Nathaniel Popper is a journalist for Bloomberg News covering finance and technology from San Francisco. He previously worked for The New York Times, Los Angeles Times,The Forward, Let’s Go Travel Guides and The Boston Globe. He studied history and literature at Harvard University, where he also played Junior Varsity Hockey.

Popper became interested in Bitcoin when he wrote an article that revealed how the Winklevoss twins, Cameron and Tyler Winklevoss, had amassed a large stockpile of Bitcoins. He then spent much of his time researching the origins of Bitcoin. In 2015, he wrote Digital Gold: Bitcoin and the Inside Story of the Misfits and Millionaires Trying to Reinvent Money, a book that includes the story of early Bitcoin supporters. The book was a finalist for the 2015 Financial Times Business Book of the Year Award.

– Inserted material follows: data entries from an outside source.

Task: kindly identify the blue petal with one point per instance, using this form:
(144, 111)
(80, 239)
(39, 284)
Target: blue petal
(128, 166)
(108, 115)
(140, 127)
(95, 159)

While based in New York, Popper was responsible for covering Wall Street banks like Goldman Sachs, JPMorgan Chase and Morgan Stanley. After moving to the San Francisco Bay Area, he began writing about financial technology firms such as Social Finance, Credit Karma and Square, along with continuing to cover Bitcoin, Ethereum and the blockchain. Popper lives in Oakland, California, with his wife and two sons.